EPA cleanup policies may not be enough to protect human health as contaminants from Superfund sites threaten to spread in Hurricane Harvey’s aftermath, community advocates and climate change groups say.
Environmental Protection Agency plans have cut climate change preparedness efforts, years after acknowledging the threats that climate change and severe weather pose to Superfund sites in a 2014 agency report. Meanwhile, community advocates at two Superfund sites hit by Hurricane Harvey say floodwaters likely have swept contaminants outside secured perimeters, into communities and bodies of water, as a result of insufficient remedies.
At the San Jacinto River Waste Pits Superfund site outside Houston, Lois Gibbs, founder of the Center for Health, Environment and Justice, suspects a protective “temporary” cover placed over contaminated waste may not be holding up.
On-site inspections won’t be possible until the water recedes, but the cap “has been effective in safeguarding the site,” according to a statement from International Paper, McGinnes Industrial Maintenance Corp., and Waste Management, Inc., all companies involved in the cleanup efforts.
The EPA started assessing storm damage at affected Superfund sites Aug. 30, but has not specified which properties it has reviewed. According to an agency spokesperson, the EPA plans to assess 31 sites that may have been affected by the hurricane.
There are 13 federal Superfund sites in Harris County, Texas, which includes the city of Houston.
Superfund sites in Region 6, which covers New Mexico, Texas, Louisiana, Oklahoma, and Arkansas, could face flooding from more intense, more frequent storms that may lead to contaminant releases, according to a 2014 EPA report.
“With hurricanes affecting the Gulf of Mexico coast perhaps being more powerful, coupled with an expected increase in extreme precipitation events, emergency response in Region 6 will be further challenged,” the Climate Change Adaptation Plan says.
The agency hasn’t been able to fully implement its plans to deal with those threats at Superfund sites.
“Most cleanup plans haven’t addressed climate change,” Barbara Maco, vice president of the U.S. Sustainable Remediation Forum Board of Trustees said.

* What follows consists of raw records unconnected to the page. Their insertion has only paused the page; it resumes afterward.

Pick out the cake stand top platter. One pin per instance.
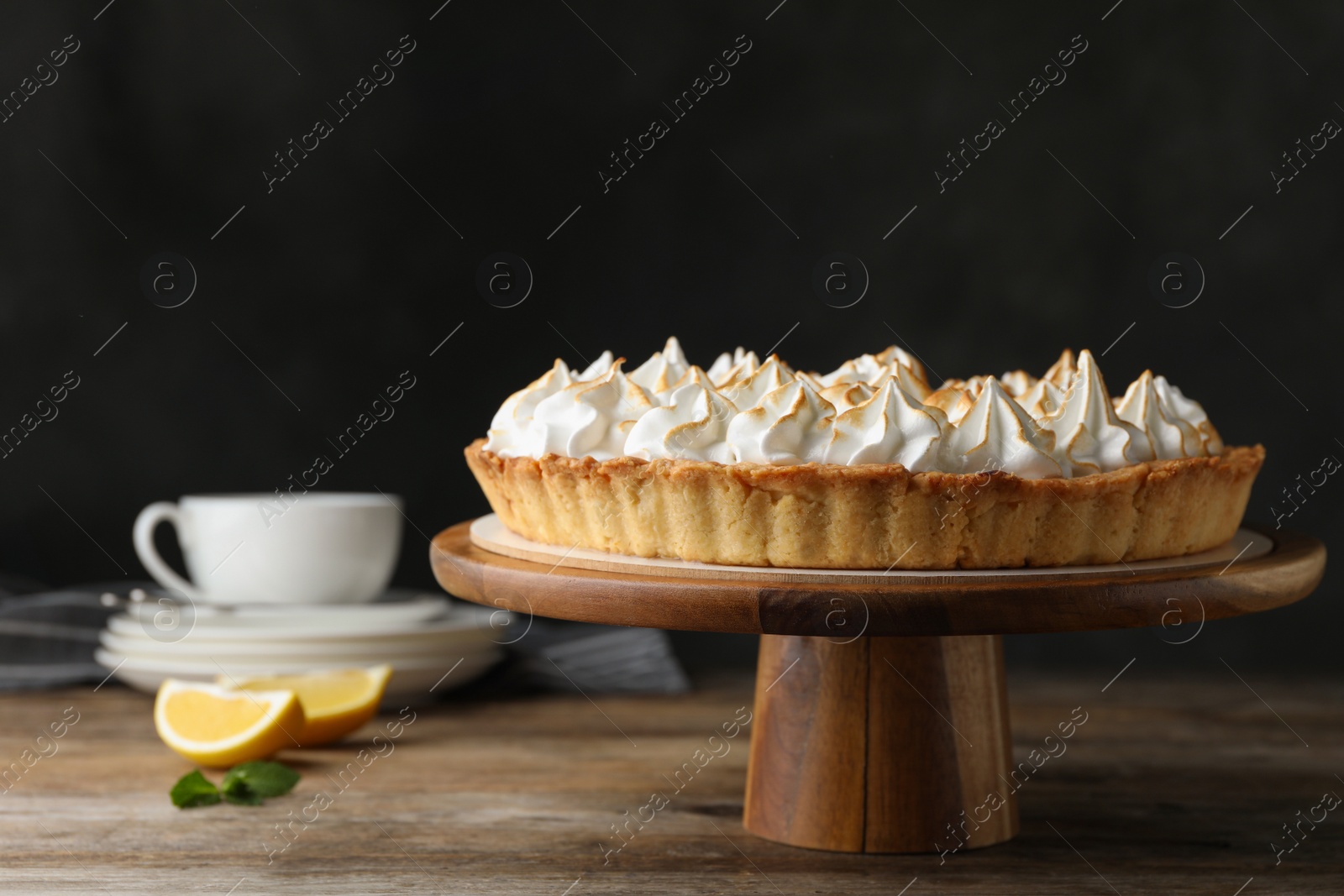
(1261, 569)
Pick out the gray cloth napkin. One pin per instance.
(47, 638)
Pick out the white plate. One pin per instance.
(412, 683)
(464, 622)
(198, 647)
(306, 618)
(208, 658)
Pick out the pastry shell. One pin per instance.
(873, 516)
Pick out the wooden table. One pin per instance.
(514, 795)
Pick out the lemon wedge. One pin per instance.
(336, 701)
(218, 727)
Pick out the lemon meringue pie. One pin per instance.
(870, 466)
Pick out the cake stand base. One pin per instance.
(894, 741)
(914, 731)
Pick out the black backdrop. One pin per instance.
(490, 136)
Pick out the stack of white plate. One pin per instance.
(432, 644)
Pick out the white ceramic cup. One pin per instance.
(319, 547)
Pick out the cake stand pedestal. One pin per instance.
(880, 703)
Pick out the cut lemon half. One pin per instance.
(336, 701)
(215, 726)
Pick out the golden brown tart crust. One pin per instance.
(871, 516)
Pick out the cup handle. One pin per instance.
(143, 535)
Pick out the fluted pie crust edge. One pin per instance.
(871, 516)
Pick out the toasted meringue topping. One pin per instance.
(952, 401)
(1018, 383)
(597, 369)
(1171, 436)
(1062, 372)
(893, 355)
(790, 425)
(843, 396)
(1178, 406)
(694, 425)
(890, 427)
(866, 369)
(748, 392)
(730, 369)
(1042, 399)
(512, 432)
(998, 434)
(663, 369)
(874, 409)
(591, 418)
(1089, 436)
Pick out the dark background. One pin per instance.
(837, 117)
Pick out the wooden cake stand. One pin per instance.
(880, 705)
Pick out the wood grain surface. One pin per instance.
(1175, 785)
(984, 605)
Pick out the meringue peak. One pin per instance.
(790, 425)
(1089, 436)
(874, 409)
(1062, 372)
(998, 434)
(890, 427)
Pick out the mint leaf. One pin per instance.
(194, 790)
(249, 782)
(241, 794)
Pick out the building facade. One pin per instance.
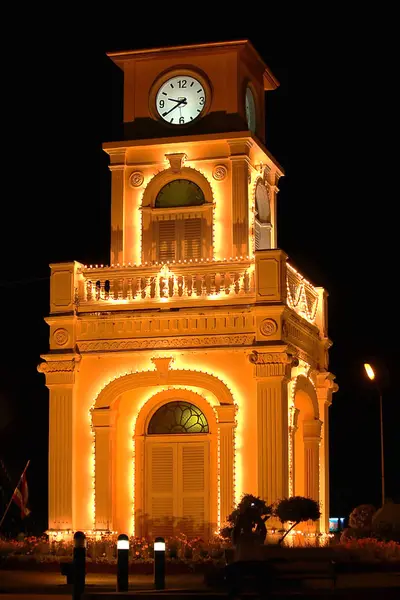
(194, 367)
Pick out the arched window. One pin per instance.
(178, 417)
(180, 192)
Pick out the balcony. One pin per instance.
(267, 278)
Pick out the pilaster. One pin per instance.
(240, 188)
(104, 426)
(272, 373)
(325, 388)
(60, 378)
(226, 422)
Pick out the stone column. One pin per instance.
(60, 378)
(240, 203)
(226, 422)
(272, 373)
(325, 388)
(104, 426)
(312, 438)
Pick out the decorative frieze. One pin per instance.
(173, 342)
(271, 364)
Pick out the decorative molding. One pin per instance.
(271, 364)
(136, 179)
(220, 172)
(61, 336)
(174, 342)
(268, 327)
(176, 161)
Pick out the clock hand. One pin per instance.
(179, 102)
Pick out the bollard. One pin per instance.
(79, 565)
(122, 562)
(159, 563)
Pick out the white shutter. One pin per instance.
(262, 233)
(192, 239)
(160, 488)
(194, 460)
(166, 241)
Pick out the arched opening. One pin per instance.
(177, 470)
(306, 431)
(179, 192)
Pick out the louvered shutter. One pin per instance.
(192, 239)
(160, 488)
(194, 482)
(167, 241)
(262, 234)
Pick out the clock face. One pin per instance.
(180, 100)
(250, 110)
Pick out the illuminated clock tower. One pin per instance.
(194, 367)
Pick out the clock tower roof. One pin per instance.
(123, 58)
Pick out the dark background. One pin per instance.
(332, 125)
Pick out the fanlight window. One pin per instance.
(180, 192)
(178, 417)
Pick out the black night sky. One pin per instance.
(330, 125)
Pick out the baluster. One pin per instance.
(232, 285)
(89, 291)
(194, 285)
(213, 285)
(129, 294)
(138, 291)
(175, 286)
(221, 283)
(151, 287)
(185, 290)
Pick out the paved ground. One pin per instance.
(18, 585)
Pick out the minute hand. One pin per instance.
(178, 103)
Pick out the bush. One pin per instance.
(248, 517)
(361, 516)
(296, 510)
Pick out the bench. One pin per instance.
(265, 577)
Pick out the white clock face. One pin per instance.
(180, 100)
(250, 110)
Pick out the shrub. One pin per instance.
(296, 510)
(361, 516)
(249, 516)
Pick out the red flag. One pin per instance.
(20, 496)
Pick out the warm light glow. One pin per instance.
(159, 546)
(369, 370)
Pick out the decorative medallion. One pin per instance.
(220, 172)
(136, 179)
(61, 337)
(268, 327)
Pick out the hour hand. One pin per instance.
(178, 103)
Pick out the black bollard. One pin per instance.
(159, 563)
(122, 562)
(79, 565)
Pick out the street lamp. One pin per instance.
(371, 374)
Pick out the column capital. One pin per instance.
(226, 414)
(103, 418)
(326, 386)
(312, 430)
(59, 369)
(272, 364)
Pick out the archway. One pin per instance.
(306, 435)
(128, 489)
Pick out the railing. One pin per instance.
(267, 278)
(174, 282)
(301, 295)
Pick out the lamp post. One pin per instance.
(371, 374)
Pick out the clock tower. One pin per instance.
(194, 367)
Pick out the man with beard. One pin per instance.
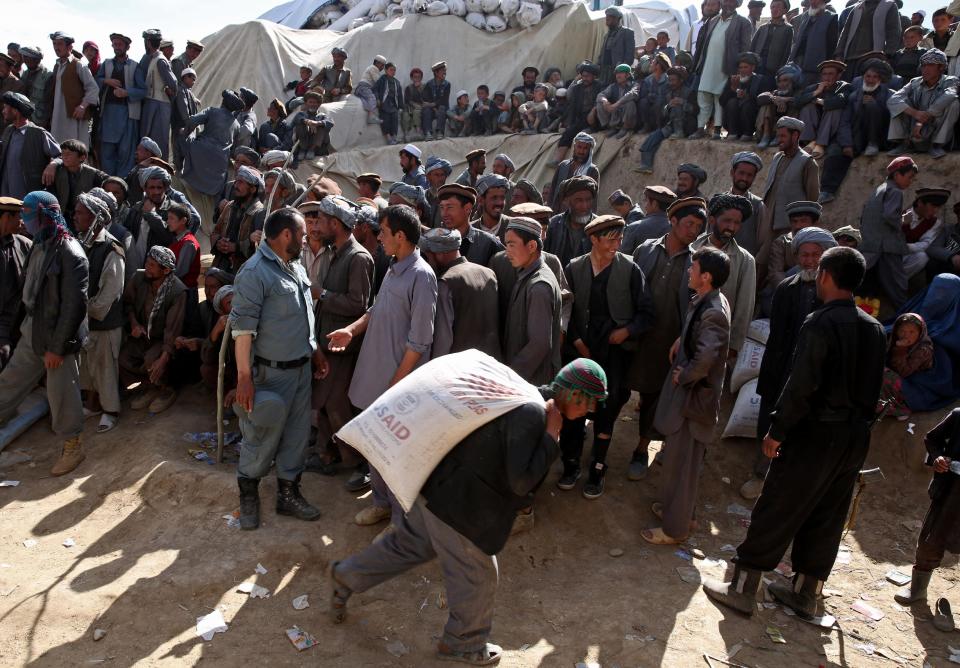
(793, 300)
(581, 164)
(98, 360)
(565, 236)
(467, 298)
(146, 220)
(456, 206)
(273, 331)
(611, 309)
(618, 46)
(343, 298)
(410, 164)
(727, 213)
(476, 166)
(818, 438)
(665, 262)
(155, 305)
(815, 40)
(33, 84)
(230, 240)
(492, 197)
(74, 92)
(25, 149)
(744, 167)
(161, 84)
(438, 171)
(122, 88)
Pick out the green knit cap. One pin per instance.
(584, 375)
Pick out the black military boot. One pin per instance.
(739, 594)
(801, 596)
(249, 503)
(291, 502)
(917, 591)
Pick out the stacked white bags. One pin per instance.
(746, 411)
(490, 15)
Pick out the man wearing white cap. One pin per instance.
(412, 170)
(75, 93)
(364, 89)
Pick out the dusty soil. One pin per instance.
(153, 553)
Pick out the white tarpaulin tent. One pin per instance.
(263, 55)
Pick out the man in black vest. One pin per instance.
(343, 299)
(54, 328)
(99, 370)
(611, 309)
(818, 439)
(467, 510)
(467, 298)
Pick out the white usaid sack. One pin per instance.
(748, 364)
(412, 426)
(746, 413)
(759, 331)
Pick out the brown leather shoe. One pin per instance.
(70, 457)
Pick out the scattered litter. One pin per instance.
(775, 635)
(397, 648)
(300, 638)
(897, 578)
(209, 625)
(784, 569)
(867, 610)
(255, 590)
(738, 510)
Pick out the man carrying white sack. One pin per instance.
(466, 509)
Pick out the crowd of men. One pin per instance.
(331, 301)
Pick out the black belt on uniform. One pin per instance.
(291, 364)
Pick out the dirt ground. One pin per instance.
(153, 553)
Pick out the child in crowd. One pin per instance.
(940, 532)
(909, 350)
(389, 95)
(534, 113)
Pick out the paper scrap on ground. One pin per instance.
(867, 610)
(300, 638)
(255, 590)
(209, 625)
(775, 635)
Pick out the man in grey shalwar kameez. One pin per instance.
(75, 91)
(924, 112)
(161, 85)
(121, 95)
(208, 154)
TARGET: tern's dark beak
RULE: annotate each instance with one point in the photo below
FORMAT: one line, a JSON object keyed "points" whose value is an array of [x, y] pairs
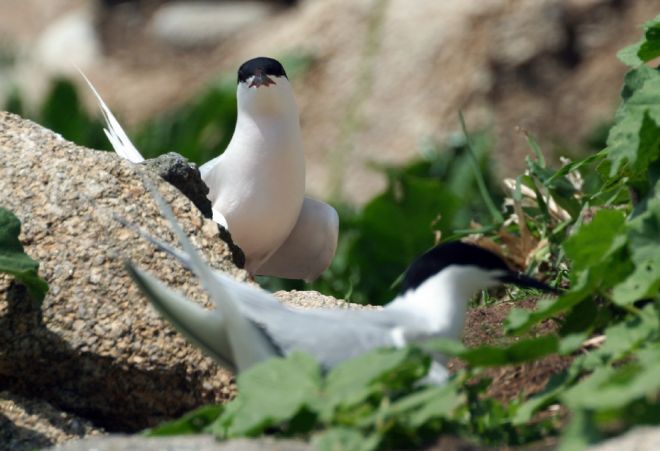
{"points": [[527, 282], [261, 79]]}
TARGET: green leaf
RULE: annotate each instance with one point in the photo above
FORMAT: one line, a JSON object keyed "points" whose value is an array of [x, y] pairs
{"points": [[191, 423], [596, 241], [270, 394], [486, 356], [14, 261], [646, 49], [624, 337], [404, 217], [580, 432], [633, 141], [430, 403], [643, 235], [520, 321], [351, 382], [340, 439]]}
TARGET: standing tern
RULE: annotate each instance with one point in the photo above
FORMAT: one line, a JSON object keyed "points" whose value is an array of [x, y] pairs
{"points": [[249, 325], [257, 186]]}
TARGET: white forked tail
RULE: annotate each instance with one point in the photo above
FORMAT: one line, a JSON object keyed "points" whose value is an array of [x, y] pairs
{"points": [[116, 135]]}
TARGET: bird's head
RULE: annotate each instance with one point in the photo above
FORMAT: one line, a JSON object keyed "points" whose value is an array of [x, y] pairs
{"points": [[464, 269], [264, 89]]}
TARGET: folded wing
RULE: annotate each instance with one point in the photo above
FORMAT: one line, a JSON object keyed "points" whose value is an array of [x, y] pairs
{"points": [[116, 135], [310, 247]]}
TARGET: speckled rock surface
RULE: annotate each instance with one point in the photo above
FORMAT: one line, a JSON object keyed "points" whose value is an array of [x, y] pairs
{"points": [[96, 357], [96, 348]]}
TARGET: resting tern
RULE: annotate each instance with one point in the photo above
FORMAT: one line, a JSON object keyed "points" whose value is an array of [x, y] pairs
{"points": [[257, 186], [249, 325]]}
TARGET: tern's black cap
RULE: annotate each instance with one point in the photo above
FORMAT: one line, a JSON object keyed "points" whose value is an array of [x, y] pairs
{"points": [[448, 254], [464, 254], [260, 66]]}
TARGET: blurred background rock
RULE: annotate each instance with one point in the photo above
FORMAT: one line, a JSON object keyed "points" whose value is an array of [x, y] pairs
{"points": [[382, 78], [380, 84]]}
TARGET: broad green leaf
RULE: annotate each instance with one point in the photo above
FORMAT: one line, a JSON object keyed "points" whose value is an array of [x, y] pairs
{"points": [[596, 241], [644, 238], [646, 49], [427, 404], [351, 382], [521, 351], [634, 140], [340, 439], [579, 433], [14, 261], [191, 423], [270, 394], [623, 337]]}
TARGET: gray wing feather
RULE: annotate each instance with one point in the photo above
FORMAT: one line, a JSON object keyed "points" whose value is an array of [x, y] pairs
{"points": [[310, 247]]}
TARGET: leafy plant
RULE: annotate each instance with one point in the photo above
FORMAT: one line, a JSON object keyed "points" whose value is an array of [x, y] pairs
{"points": [[14, 261], [433, 196], [593, 223]]}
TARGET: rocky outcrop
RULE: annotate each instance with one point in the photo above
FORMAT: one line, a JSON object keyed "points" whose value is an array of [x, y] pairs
{"points": [[95, 349]]}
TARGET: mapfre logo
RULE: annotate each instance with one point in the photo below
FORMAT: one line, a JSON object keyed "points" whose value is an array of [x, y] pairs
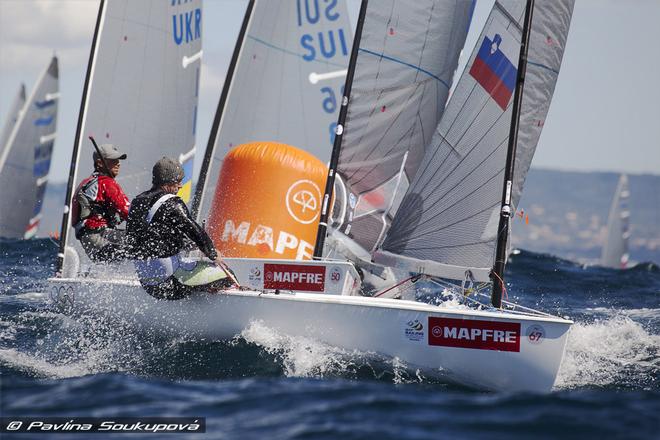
{"points": [[294, 277], [477, 334], [303, 201]]}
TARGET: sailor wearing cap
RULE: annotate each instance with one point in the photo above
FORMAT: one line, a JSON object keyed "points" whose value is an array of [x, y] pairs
{"points": [[160, 228], [99, 206]]}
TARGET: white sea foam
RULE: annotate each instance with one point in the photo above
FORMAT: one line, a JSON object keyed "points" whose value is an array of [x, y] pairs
{"points": [[614, 351], [39, 366], [307, 357], [301, 356]]}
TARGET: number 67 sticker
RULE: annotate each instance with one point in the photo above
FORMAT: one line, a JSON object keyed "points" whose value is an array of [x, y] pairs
{"points": [[535, 334]]}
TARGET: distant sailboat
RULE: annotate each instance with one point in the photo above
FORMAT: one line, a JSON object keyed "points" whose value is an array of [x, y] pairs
{"points": [[140, 93], [25, 156], [615, 248], [12, 117]]}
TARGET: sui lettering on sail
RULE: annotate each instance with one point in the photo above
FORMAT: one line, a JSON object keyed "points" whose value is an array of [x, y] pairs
{"points": [[326, 43]]}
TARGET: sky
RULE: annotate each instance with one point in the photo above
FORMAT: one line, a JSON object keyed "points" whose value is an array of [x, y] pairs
{"points": [[605, 114]]}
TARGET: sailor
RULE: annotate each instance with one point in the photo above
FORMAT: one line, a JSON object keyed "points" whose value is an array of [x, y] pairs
{"points": [[160, 229], [99, 206]]}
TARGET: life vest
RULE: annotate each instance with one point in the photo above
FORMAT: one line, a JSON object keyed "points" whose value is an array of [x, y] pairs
{"points": [[89, 206], [153, 271]]}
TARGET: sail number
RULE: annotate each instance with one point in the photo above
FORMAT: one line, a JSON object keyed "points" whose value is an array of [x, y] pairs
{"points": [[326, 43], [186, 26]]}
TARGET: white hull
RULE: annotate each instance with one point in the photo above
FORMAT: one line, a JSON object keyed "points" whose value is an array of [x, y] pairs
{"points": [[377, 325]]}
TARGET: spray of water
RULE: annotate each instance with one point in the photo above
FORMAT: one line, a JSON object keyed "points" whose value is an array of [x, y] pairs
{"points": [[615, 351]]}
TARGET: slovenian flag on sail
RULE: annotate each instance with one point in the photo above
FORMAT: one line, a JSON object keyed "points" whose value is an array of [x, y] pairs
{"points": [[494, 71]]}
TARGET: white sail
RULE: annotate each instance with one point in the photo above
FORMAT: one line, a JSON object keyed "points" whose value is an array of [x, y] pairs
{"points": [[407, 57], [615, 249], [25, 158], [284, 85], [141, 94], [12, 116], [447, 223]]}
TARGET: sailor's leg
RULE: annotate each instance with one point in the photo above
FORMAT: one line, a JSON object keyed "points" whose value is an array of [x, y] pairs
{"points": [[105, 245], [115, 247], [170, 289], [93, 244]]}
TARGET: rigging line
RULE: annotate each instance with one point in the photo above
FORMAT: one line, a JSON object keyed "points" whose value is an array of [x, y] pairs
{"points": [[542, 66], [426, 37], [466, 155], [385, 133], [437, 149], [419, 235], [380, 164], [289, 52], [412, 66], [374, 110], [450, 246], [410, 133], [403, 110], [449, 190]]}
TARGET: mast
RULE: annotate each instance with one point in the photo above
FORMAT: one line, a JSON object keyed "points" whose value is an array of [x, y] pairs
{"points": [[497, 274], [76, 146], [210, 146], [336, 148]]}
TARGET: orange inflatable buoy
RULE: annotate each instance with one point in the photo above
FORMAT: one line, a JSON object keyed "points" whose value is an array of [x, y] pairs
{"points": [[267, 202]]}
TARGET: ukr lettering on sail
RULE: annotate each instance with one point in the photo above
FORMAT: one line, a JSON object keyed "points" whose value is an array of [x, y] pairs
{"points": [[187, 26]]}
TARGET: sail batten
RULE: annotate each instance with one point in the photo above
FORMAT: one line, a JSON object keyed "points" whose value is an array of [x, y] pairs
{"points": [[451, 211]]}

And the EPA’s five-year reviews of Superfund sites on whether the chosen remedy still protects human and environmental health “don’t specifically address climate change.”
Maco said it’s “not surprising” that hurricane-affected sites in the Houston area may need further remediation as a result of storm damage.
Under Administrator Scott Pruitt, the EPA Office of Land and Emergency Management omitted the plan from a 2017 draft guidance document for national program managers, proposing to cut it altogether.
“There’s a general concern that climate change adaptation will be neglected going forward,” John Simon, president of the forum’s board, told Bloomberg BNA.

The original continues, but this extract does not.